While employees of the Seattle Post-Intelligencer coped with the news of an impending sale or shutdown, on the roof above them the P-I globe, a Seattle icon since 1948, was undergoing repair. Recent snowstorms damaged the neon and caretaker Dave DeFrank was called out of retirement to fix it up. The globe is in as bad shape as the newspaper business below it, rusted and faded. From the photos you can see that it is much larger than you may suspect from far away.
Here’s a fascinating work of art in laser-cut paper, Olafur Eliasson created a negative space rendering of his house with 454 slices in paper, bound together in a book. (thanks Seth!)
Seattle P.I. movie critic William Arnold revisits the legacy of Audrey Hepburn on the occasion of the DVD release today of “Funny Face” and “Breakfast at Tiffany’s” from Paramount’s Centennial Collection series.

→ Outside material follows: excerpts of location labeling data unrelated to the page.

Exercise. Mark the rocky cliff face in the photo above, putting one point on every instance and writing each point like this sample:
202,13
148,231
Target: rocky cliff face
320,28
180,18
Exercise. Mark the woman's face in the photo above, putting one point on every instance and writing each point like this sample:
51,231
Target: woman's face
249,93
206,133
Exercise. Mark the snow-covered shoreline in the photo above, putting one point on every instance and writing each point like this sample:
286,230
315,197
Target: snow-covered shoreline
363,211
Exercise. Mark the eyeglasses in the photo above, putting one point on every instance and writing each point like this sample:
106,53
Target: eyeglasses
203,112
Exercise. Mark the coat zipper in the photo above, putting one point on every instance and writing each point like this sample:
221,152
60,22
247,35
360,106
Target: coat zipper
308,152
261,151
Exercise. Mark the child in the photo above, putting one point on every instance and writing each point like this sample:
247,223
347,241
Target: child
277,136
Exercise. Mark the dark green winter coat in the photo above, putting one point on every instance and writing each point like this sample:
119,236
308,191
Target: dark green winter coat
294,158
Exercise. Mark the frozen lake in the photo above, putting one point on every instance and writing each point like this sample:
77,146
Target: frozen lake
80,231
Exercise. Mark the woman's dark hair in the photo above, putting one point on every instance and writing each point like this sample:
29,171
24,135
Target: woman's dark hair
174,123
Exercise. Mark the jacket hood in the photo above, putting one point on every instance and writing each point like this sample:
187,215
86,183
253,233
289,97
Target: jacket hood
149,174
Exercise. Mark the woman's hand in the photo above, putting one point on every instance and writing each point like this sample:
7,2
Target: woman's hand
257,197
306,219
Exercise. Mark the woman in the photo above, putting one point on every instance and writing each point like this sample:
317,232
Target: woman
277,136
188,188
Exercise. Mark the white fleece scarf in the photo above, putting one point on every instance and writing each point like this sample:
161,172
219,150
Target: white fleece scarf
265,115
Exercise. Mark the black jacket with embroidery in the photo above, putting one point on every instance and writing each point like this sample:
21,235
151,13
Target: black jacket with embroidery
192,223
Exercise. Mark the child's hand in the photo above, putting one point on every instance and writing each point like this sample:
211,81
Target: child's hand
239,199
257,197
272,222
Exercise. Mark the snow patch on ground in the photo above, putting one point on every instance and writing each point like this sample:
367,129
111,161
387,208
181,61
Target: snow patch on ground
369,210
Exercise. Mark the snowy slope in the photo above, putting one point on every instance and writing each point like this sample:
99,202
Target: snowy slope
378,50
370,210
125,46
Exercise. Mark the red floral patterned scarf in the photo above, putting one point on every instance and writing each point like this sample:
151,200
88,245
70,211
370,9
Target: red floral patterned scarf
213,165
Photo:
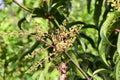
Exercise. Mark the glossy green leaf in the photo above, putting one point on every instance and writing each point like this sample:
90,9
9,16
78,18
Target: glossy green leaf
97,11
118,44
88,38
117,71
106,29
102,48
72,55
88,5
98,70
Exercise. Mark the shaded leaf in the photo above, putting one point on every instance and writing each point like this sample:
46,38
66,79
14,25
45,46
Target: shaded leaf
88,38
99,70
117,70
97,11
102,48
118,44
106,29
88,5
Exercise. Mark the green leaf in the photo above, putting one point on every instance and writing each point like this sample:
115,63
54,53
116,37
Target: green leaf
72,55
88,5
88,38
102,48
117,70
106,30
118,44
97,11
99,70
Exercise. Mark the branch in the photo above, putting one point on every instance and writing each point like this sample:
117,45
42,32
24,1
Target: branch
23,7
79,68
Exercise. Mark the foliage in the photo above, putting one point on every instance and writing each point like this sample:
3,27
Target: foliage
85,35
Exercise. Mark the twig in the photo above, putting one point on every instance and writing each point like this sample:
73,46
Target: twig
80,69
23,7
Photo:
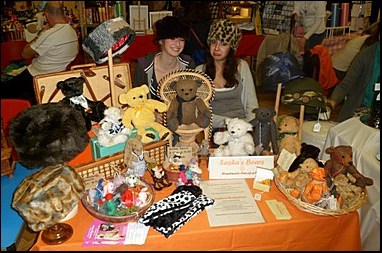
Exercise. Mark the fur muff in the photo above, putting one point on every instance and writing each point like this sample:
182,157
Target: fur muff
48,134
47,196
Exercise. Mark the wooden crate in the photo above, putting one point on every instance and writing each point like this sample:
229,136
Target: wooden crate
96,88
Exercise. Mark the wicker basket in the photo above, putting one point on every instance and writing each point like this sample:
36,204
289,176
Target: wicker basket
105,168
304,206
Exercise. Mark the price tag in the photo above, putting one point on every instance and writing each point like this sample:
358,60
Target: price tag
257,196
317,127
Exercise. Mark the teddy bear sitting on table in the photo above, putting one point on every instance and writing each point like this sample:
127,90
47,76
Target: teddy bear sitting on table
187,108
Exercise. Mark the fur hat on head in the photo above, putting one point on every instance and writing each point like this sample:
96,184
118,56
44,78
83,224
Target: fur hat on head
171,27
225,31
114,33
48,134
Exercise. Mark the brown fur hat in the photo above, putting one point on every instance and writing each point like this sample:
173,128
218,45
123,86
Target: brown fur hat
224,31
48,134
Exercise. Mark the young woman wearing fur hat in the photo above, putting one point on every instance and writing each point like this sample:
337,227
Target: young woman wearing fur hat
170,34
235,93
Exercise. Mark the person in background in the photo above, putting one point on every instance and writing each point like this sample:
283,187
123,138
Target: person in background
197,13
235,94
170,34
357,88
313,17
52,51
342,58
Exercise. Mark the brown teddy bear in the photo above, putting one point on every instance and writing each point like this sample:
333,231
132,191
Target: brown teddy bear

The Color blind gamer (via Waxy) posted here for my red-green colorblind husband. Sometimes regular board games are a problem too. I believe if the original selection of red for “stop” and green for “go” (theorized in wikipedia to have originated from nautical right-of-way starboard/port lights) had been vetted by just 10-20 males and changed, we’d be much better off today with the indicators on most electronic devices.
Kathy Lesinski is probably the only long-distance competitive sled dog racer in Connecticut. She trains her 20 Siberian huskies in the wee hours when the weather is too warm during the day, packs them up for trips to colder climates when necessary, and has worked her team up to 100-mile long races. Most mushers live farther north, with 40% of U.S. racers hailing from Alaska.
It’s been ten years since the PowerPuff Girls first graced the Cartoon Network with their unique brand of girl-power whoop ass and cuteness. To commemorate Blossom, Buttercup and Bubbles’ tenth birthday, Cartoon Network will be running a 14-hour marathon of episodes plus a brand-new episode with the original cast on January 19th. The following day a 6-DVD boxed set of all 79 episodes will be in stores. It will include the original concept cartoon: The Whoop Ass Girls: A Sticky Situation (which you can find on YouTube).
The news stories about the U.S. State Department’s “reply to all” emails bogging down their servers say that a cable was sent to all employees asking them to not use “reply to all” on large distribution lists. Being too familiar with the actual problem (see how it affected Microsoft in 1997 on the Exchange team blog and the resulting t-shirt), I focused instead on the word “cable.” How does the State Department send a cable to all employees? Not Western Union of course (which sent its last telegram in 2006). I found mentions of a five-year overhaul of State’s internal messaging system “based on Western Union-like telegrams which you thought were only in museums” to the State Messaging and Archive Retrieval Toolset (SMART). So at the start of the new millenium they were still on WWII era Telex-like devices. The new SMART system is web-based according to this 2003 article and transmits both formal and informal cables, classified and not, and also email. “After delays and a management shake-up,” SMART should be fully rolled out by the end of fiscal year 2009. My question remains: was this cable about email received via old-style cable or SMART? Perhaps it was both.
Workers in China have begun their annual trips home for the Lunar New Year, some leaving earlier than usual because of manufacturing slowdowns and also because last year’s ice storms left so many stranded. With 2 billion trips by road and 24 million by air, the A.P. calls it “one of the world’s biggest annual migrations of humans.”
Subaru actually posted an increase in sales for 2008, and will likely be the only large automaker to do so. I noticed the local dealers had several visitors after the recent snow and ice conditions.
The record for the longest sentence in published literature is reportedly now a 150,000 word novel of one sentence. The other books in the top four are also listed.